Ce changement aura des retombées scientifiques, économiques et politiques. Il favorisera la multiplication des recherches et essais cliniques pour déterminer les bienfaits médicaux du cannabis, prélude à la participation des sociétés pharmaceutiques à la vente et à la distribution de la marijuana médicale dans les 38 États américains où celle-ci est légale.

Le changement permettra en outre aux entreprises de cannabis récréatif dans les 24 États où celui-ci est légal d’accéder à des déductions fiscales et des services bancaires qui leur sont aujourd’hui interdits.

Et il contribuera à faire flotter sur la campagne présidentielle de 2024 une odeur d’« herbe ».

Arrêter de tourner autour du pot

« Je ne saurais trop insister sur le fait qu’ils doivent s’y atteler le plus rapidement possible », avait déclaré Kamala Harris en mars dernier, pressant le ministère de la Justice de lancer le processus de reclassification de la marijuana.

PHOTO JOHN RAOUX, ARCHIVES ASSOCIATED PRESS

La vice-présidente des États-Unis, Kamala Harris

La vice-présidente n’avait pas mentionné l’échéance électorale de novembre, mais elle ne serait pas la seule démocrate à croire que cette reclassification pourrait, d’ici là, aider son patron à se rapprocher des jeunes, dont bon nombre le boudent.

Chose certaine, les Américains sont largement en avance sur Washington en ce qui concerne la marijuana. Pas moins de 70 % d’entre eux soutenaient la légalisation de cette drogue au niveau fédéral en novembre 2023, selon un sondage Gallup.

Mercredi dernier, au lendemain de la décision du ministère de la Justice, le chef de la majorité au Sénat américain, Chuck Schumer, a pris acte de cette réalité en déposant à nouveau un projet de loi destiné à légaliser la marijuana au niveau fédéral.

Le texte a peu de chances d’être adopté par les deux chambres du Congrès d’ici novembre. Mais il pourrait constituer un argument électoral pour les démocrates.
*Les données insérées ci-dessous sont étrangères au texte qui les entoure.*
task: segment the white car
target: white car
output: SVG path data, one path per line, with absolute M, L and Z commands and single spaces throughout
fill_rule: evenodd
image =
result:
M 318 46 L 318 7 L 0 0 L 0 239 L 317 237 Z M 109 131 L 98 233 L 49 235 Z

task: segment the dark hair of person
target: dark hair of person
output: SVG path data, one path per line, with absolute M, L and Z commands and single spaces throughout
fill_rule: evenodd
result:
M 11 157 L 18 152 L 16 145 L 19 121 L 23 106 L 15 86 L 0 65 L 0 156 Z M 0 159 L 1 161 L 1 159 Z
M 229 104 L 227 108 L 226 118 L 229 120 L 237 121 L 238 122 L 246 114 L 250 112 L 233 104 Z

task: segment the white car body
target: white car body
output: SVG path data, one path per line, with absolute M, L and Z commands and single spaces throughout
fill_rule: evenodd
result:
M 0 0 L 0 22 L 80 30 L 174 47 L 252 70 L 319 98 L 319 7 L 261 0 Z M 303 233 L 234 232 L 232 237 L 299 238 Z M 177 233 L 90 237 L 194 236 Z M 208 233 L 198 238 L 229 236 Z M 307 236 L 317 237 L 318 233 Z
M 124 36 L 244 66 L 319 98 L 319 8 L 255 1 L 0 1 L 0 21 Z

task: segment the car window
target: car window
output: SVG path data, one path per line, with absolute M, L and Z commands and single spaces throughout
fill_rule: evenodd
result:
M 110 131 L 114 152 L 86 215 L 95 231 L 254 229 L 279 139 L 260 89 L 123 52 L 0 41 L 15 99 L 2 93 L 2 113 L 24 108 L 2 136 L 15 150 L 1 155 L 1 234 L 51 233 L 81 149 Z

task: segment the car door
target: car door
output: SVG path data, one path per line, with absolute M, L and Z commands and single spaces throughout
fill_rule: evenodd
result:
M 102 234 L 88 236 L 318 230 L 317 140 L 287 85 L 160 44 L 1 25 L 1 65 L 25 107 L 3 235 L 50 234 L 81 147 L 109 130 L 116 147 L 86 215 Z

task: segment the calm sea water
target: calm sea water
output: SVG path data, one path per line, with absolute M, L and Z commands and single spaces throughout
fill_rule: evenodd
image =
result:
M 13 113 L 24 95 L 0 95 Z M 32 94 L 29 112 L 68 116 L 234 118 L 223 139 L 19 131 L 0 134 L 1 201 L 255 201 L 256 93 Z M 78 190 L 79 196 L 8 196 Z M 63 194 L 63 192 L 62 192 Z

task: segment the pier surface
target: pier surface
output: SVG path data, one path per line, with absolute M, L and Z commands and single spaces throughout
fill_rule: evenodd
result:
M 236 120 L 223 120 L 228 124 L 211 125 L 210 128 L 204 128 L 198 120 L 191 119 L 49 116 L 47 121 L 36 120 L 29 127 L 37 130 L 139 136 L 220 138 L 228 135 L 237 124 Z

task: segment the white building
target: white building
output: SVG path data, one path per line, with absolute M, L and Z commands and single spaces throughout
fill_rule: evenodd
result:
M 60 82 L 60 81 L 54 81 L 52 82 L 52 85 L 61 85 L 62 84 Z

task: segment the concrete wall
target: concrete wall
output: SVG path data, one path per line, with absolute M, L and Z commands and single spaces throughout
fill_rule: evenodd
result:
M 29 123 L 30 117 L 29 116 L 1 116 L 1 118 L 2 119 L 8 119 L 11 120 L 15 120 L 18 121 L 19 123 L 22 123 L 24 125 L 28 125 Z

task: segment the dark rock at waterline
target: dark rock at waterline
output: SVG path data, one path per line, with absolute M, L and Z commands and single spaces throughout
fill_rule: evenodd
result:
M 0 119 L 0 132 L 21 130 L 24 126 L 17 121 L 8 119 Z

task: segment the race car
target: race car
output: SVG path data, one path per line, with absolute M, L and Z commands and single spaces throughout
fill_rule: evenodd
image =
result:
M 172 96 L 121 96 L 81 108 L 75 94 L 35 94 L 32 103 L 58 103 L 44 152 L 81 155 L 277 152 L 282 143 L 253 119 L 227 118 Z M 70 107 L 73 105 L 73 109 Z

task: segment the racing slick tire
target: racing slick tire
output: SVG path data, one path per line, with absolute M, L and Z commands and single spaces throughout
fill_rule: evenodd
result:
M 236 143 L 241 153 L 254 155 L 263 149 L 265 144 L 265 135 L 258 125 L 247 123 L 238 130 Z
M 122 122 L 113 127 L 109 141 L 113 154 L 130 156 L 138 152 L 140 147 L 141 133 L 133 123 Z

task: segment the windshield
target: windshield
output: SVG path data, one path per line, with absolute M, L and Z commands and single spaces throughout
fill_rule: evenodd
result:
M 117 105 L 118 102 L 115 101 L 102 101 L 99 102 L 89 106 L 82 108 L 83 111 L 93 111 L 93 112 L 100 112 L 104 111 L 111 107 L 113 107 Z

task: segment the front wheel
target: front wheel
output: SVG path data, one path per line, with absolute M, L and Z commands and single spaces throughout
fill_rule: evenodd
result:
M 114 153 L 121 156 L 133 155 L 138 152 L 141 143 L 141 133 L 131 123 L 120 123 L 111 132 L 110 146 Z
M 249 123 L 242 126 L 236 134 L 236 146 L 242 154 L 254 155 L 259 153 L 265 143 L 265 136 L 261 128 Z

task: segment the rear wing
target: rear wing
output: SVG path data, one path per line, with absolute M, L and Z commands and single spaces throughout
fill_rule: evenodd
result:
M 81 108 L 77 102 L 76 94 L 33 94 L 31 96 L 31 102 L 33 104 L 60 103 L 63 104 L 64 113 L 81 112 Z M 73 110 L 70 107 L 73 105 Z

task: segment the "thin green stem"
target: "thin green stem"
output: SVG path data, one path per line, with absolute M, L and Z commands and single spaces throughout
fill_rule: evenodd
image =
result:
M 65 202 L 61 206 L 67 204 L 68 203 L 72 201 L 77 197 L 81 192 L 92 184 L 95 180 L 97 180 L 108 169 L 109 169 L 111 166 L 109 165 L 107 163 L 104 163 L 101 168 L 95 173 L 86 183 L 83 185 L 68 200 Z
« La reclassification du cannabis est une étape nécessaire et attendue depuis longtemps, mais ce n’est pas du tout la fin de l’histoire », a déclaré le sénateur Schumer en déposant le projet de loi.

PHOTO VALERIE PLESCH, THE NEW YORK TIMES

Le leader de la majorité démocrate au Sénat, Chuck Schumer, lors d’une conférence de presse à propos de la fin de la prohibition fédérale du cannabis, mercredi

Il est temps que le Congrès se réveille et fasse sa part en adoptant la réforme du cannabis que la plupart des Américains appellent de leurs vœux depuis longtemps. Il est grand temps que le Congrès rattrape l’opinion publique et la science.

Chuck Schumer, leader de la majorité démocrate au Sénat

Mais la question de la marijuana peut-elle vraiment aider Joe Biden ? Selon des analystes, elle a déjà joué un rôle dans sa victoire de 2020 contre Donald Trump en Arizona, où un référendum sur la légalisation de cette drogue a dopé la participation des jeunes.

Un enjeu de campagne ?

En 2024, la marijuana fera l’objet d’un des deux référendums qui seront tenus en Floride, l’autre devant porter sur l’avortement. Donald Trump aura à prendre une décision en tant qu’électeur de l’État. Reste à voir s’il s’en ouvrira.

En attendant, un rappel : à la Maison-Blanche, le 45e président a lui-même créé un précédent en 2018 en légalisant le chanvre et le cannabidiol (CBD) qui en est issu, à condition que la plante ne contienne pas plus de 0,3 % de tétrahydrocannabinol (THC).

Il a aussi orchestré un recul la même année en permettant à Jeff Sessions, son premier procureur général, d’annuler une politique de Barack Obama visant à suspendre l’application de la loi sur les substances contrôlées dans les États où la marijuana est légale.

Cela dit, Kamala Harris est peut-être celle qui incarne le mieux l’ambivalence, l’hypocrisie ou l’évolution de nombre d’Américains face à la marijuana.

« Et j’ai inhalé ! », a-t-elle blagué lors d’une interview radiophonique en 2019, admettant avoir bel et bien fumé de la marijuana au collège, contrairement à un certain Bill Clinton, qui avait déclaré en 1992 avoir fumé de la marijuana sur le campus d’Oxford « sans inhaler ».

La blague n’avait pas fait rire tout le monde. Après tout, en tant que procureure de San Francisco, Kamala Harris a supervisé quantité de condamnations liées à la marijuana.

En 2019, elle s’est prononcée en faveur de la légalisation de la marijuana au niveau fédéral. Si Joe Biden lui emboîte le pas, il aura de nouveau dépassé Barack Obama sur cette question.